Abgearbeitet ! Warum gerade IT ler über ein (bedingungsloses) Grundeinkommen nachdenken

SAUERUNDKOHL – Wir reden über work-life Balance und Burnout. Wahrscheinlich deshalb, weil die meisten keine Balance zwischen Arbeits- und Berufsleben (mehr) haben und Stress in der Arbeit zur Normalität geworden ist.

Diese Phänomene sind logische Folgen beschleunigter Prozesse in der Arbeitswelt: Der Mensch kommt einfach nicht mehr mit!

Das Streben nach Effektivität und Effizienz bestimmt das wirtschaftliche Handeln und während die Techies dieser Welt von Industries 4.0 auf 5.0 auf 7.0 hochzählen, hält die Politik schon lange nicht mehr Schritt.

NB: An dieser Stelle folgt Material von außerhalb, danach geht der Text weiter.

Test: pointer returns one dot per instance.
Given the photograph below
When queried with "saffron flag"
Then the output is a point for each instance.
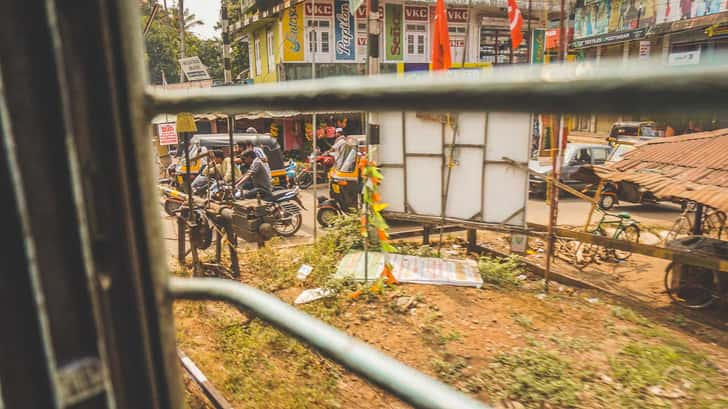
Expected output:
(515, 19)
(440, 39)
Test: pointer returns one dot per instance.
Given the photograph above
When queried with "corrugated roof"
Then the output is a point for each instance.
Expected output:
(693, 167)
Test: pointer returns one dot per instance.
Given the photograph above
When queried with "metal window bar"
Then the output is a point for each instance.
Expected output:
(143, 367)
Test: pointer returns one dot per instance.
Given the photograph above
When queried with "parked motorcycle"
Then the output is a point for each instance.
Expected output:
(283, 212)
(324, 162)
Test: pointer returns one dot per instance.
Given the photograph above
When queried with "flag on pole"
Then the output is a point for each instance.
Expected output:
(515, 19)
(440, 39)
(354, 6)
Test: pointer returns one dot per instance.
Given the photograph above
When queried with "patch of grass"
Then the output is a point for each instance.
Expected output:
(433, 334)
(672, 367)
(533, 376)
(577, 344)
(626, 314)
(261, 363)
(501, 272)
(523, 320)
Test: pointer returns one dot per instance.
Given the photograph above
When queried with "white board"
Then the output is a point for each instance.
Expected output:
(415, 154)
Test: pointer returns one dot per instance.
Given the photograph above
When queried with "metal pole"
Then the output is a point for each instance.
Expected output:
(314, 48)
(231, 130)
(530, 34)
(227, 72)
(181, 12)
(562, 35)
(554, 203)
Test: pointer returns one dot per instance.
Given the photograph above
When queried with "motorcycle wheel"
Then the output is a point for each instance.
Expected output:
(171, 206)
(327, 216)
(607, 201)
(305, 180)
(289, 226)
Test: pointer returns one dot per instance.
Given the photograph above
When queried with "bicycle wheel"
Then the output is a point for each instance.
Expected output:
(587, 253)
(629, 233)
(714, 224)
(681, 227)
(691, 287)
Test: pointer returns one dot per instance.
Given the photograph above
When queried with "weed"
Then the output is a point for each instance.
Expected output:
(678, 320)
(626, 314)
(533, 376)
(450, 371)
(501, 272)
(674, 367)
(523, 320)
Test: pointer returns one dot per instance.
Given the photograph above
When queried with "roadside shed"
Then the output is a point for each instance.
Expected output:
(692, 167)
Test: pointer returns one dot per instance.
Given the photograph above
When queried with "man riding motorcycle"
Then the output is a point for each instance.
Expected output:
(257, 180)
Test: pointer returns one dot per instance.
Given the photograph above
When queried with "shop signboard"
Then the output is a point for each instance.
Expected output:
(167, 133)
(194, 69)
(684, 58)
(609, 38)
(415, 13)
(363, 11)
(393, 31)
(538, 50)
(323, 9)
(293, 33)
(344, 31)
(644, 49)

Der Mensch steht als Produktionsfaktor im Wettbewerb zu Maschinen, die als selbstreferenzierende Systeme  immer schneller lernen, –  weniger Fehler machen, nicht krankwerden, keine Dreck machen, keine Gewerkschaft Gründen und nicht streiken. Und diesen Wettbewerb werden immer neue Berufsgruppen verlieren – Mensch-Maschine Substitution heißt das dann.

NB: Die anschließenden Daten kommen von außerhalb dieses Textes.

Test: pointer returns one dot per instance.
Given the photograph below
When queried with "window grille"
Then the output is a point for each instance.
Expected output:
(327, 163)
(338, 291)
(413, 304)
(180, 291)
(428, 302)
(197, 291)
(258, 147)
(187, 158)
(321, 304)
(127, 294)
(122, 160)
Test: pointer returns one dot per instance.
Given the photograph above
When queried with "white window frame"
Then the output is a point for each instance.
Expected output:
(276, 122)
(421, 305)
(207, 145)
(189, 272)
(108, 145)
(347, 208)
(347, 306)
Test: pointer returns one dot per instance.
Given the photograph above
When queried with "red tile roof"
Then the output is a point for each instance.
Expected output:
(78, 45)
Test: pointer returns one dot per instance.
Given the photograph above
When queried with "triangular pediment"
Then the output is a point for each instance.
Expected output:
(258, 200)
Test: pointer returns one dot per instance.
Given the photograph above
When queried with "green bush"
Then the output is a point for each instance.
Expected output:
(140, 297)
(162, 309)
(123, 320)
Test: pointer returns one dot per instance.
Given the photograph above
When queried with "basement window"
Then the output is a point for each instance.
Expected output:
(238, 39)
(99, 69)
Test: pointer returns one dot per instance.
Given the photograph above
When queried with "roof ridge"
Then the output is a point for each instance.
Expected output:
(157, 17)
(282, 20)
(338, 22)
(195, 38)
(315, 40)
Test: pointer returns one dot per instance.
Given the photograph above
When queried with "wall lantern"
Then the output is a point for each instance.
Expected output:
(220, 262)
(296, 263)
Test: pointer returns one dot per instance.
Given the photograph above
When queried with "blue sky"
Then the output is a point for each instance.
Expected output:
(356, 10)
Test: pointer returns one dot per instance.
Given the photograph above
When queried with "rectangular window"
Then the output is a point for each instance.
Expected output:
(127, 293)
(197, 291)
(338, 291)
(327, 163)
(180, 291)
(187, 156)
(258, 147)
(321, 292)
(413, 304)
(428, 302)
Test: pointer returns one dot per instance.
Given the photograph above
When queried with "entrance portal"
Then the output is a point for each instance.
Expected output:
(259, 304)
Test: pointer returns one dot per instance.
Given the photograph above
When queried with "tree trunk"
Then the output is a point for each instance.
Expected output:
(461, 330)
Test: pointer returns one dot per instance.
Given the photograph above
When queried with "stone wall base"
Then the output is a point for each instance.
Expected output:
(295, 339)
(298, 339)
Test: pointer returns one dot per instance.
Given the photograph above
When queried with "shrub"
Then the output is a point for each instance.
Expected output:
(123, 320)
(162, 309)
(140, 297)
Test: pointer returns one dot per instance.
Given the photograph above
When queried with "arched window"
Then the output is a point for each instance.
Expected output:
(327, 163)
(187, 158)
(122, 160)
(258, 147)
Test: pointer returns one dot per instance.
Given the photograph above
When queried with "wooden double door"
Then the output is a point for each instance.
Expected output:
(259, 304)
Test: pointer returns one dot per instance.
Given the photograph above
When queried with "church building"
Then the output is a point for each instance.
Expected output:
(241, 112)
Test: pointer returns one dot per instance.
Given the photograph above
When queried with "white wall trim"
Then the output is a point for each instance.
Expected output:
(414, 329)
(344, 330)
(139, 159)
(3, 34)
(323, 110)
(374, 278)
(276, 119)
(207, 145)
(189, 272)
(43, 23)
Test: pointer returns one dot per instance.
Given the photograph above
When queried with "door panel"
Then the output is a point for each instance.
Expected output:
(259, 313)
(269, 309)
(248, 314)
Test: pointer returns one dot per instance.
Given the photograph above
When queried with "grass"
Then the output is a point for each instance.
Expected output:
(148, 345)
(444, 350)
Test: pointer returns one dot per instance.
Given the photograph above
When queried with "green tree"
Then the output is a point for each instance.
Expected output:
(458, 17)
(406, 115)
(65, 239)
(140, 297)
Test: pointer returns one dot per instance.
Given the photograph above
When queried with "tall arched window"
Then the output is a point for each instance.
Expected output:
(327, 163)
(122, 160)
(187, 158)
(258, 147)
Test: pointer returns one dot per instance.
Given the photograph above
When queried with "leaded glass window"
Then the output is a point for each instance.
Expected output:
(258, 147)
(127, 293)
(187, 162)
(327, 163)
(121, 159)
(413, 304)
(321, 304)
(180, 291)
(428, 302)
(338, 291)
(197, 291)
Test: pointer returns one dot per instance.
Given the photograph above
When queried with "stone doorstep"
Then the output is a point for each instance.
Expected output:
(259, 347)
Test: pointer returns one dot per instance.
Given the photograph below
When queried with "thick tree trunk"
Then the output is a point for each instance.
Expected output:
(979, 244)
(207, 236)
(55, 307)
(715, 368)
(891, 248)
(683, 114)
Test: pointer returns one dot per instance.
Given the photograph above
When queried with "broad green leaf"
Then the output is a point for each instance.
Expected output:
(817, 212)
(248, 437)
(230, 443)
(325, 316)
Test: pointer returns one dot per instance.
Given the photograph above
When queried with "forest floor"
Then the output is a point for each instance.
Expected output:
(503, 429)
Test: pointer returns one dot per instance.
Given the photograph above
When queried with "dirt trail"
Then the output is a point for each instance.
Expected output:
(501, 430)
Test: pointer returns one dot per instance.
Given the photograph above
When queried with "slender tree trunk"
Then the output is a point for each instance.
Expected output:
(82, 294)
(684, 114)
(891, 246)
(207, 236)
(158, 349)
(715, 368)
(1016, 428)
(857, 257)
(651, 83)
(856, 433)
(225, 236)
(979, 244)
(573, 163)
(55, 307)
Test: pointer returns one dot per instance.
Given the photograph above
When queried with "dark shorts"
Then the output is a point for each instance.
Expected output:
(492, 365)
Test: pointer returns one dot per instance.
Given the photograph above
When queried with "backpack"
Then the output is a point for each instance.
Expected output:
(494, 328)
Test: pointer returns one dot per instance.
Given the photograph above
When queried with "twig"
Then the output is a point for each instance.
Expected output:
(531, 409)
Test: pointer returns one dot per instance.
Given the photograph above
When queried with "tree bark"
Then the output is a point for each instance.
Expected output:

Während es zunächst Lageristen und Fließbandarbeiter traf, können Big Data und immer komplexere Algorythmen durchaus auch die Aufgaben von Controllern, Steuerberatern oder Radiologen übernehmen und vieles, was wir uns nicht – It ler und Techies sich jetzt schon einigermaßen – vorstellen können, wird nach „denkbar“ dann „machbar“.

Das bedingungslose Grundeinkommen wird spätestens mittelfristig ein Thema: Wenn immer intelligentere, integriertere und selbstlernende Systeme  immer mehr und auch höher bezahlte Jobs der Mittelschicht übernehmen, könnte das zu noch mehr von der Unruhe führen, die wir bei denen schon erleben, die sich bereits abgehängt fühlen und abgehängt wurden.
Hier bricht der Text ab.